Hoewel het niet bewezen is dat dit soort gemis werkelijk bestaat, doet de groeiende leegte in mijn hart me vermoeden van wel. Steeds vaker verlang ik naar een open einde dat niet meer komen zal.
Het donker is zo overweldigend dat zelfs de sterren er verlegen van worden. Ik steun op mijn ellebogen om rechtop te geraken. Mijn ogen knijp ik tot spleetjes, in een wanhopige poging om mensen van bomen te kunnen onderscheiden. Het besef dat dit niet lukt, bezorgt me een onbehaaglijk gevoel. Ik zou zomaar even omringd kunnen zijn door tientallen mensen die het op en neergaan van mijn middenrif nauwgezet observeren, misschien zelfs turven. Of iemand zou me al een hele tijd vanop een afstand kunnen volgen. Geruisloos, zich verhullend in de verschillende tinten zwart die de lucht rondom me heeft aangenomen. Maar even goed ben ik hier echt helemaal alleen. Met mijn voeten in het gras en mijn gedachten ergens ver weg. Ik weet niet welk scenario me het meeste angst inboezemt. Alleen zijn kan zowel bevrijdend als verlammend werken. En vanavond kan ik moeilijk inschatten wat voor effect het op mij zal hebben.
Vandaag
Vandaag wilde ze maar wat graag schrijven over de advocaat die ze had ontmoet en zijn gebrek aan empathie. Ze poogde de gelukzalige kriebels te omschrijven die ze voelde toen ze wakker werd naast haar favoriete paar ogen en armen. Ze probeerde zelfs de gekke sensatie neer te pennen die door haar lijf ging toen ze besefte dat de pinkende cursor op het lege Word-scherm voor haar op exact hetzelfde ritme als Tamino’s ‘Habibi’ bouncete.

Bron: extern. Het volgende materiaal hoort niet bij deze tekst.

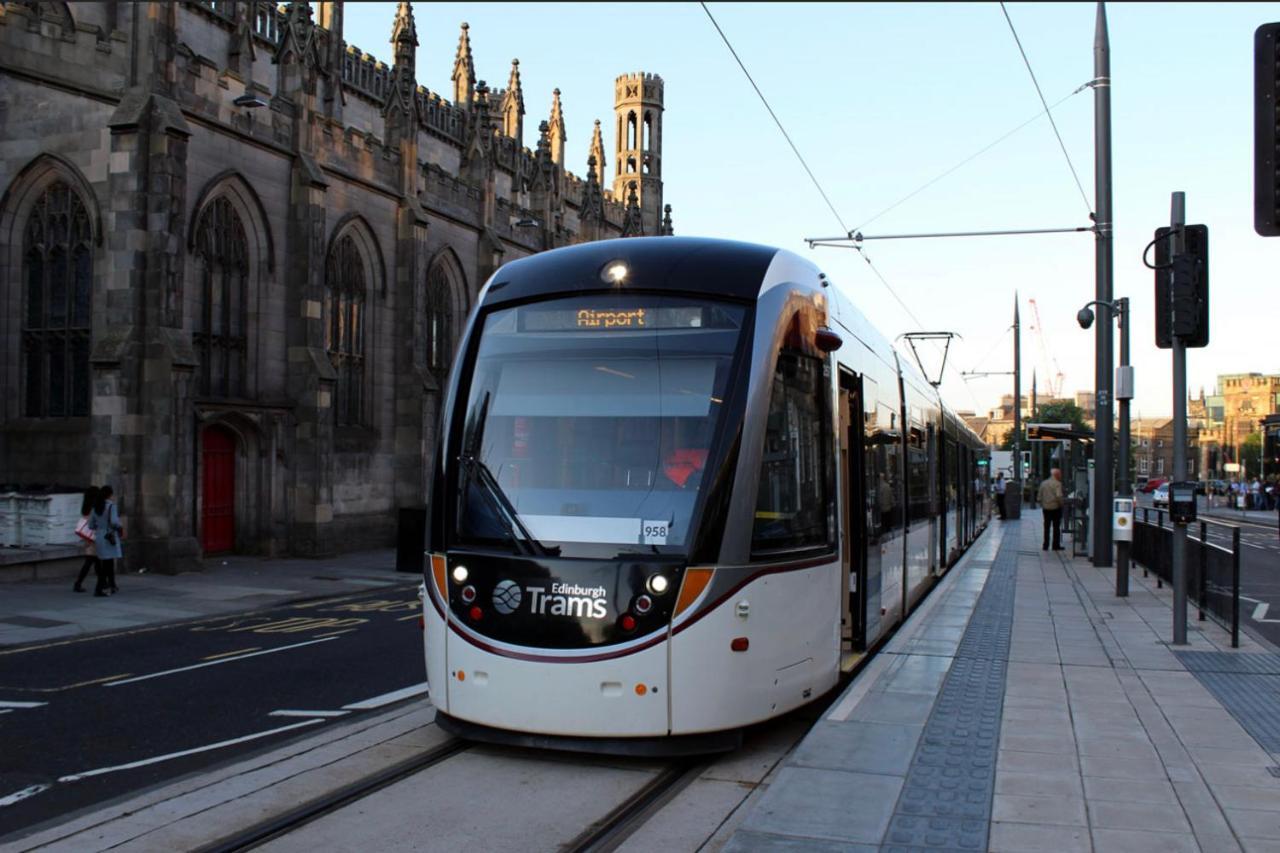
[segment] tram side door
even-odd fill
[[[867,536],[866,500],[863,495],[862,380],[840,370],[840,479],[844,517],[841,564],[842,637],[852,649],[867,647]]]

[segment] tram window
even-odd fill
[[[876,455],[876,506],[883,533],[900,528],[902,523],[902,436],[897,431],[898,414],[881,404],[877,409],[875,431],[868,425],[868,449]]]
[[[923,447],[907,448],[907,495],[911,521],[927,519],[930,515],[929,454]]]
[[[752,553],[830,544],[830,423],[822,362],[778,354],[756,493]]]

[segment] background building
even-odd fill
[[[1139,478],[1173,476],[1173,418],[1134,418],[1129,422],[1133,442],[1134,473]],[[1196,452],[1200,429],[1194,420],[1187,424],[1187,479],[1200,479]]]
[[[569,171],[518,62],[417,84],[341,2],[0,3],[0,482],[110,483],[135,567],[385,545],[503,262],[671,233],[663,81],[615,81]],[[607,109],[608,105],[601,105]]]
[[[1200,397],[1189,401],[1187,413],[1204,422],[1197,455],[1205,476],[1239,477],[1239,472],[1227,472],[1224,466],[1244,462],[1241,451],[1245,440],[1262,433],[1262,422],[1268,416],[1280,414],[1280,374],[1223,374],[1213,394],[1205,394],[1202,388]],[[1259,472],[1244,473],[1255,476]]]

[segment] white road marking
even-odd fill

Vandaag wilde ze niets liever dan haar dag met het papier delen, maar ze miste de juiste woorden. Misschien zouden ze morgen wel tevoorschijn komen? Altijd net een dag te laat.
Je kan niet zomaar een dorp van de landkaart vegen
zonder je er ooit voor te moeten verantwoorden.
Zo gaat dat ook bij het breken van een hart.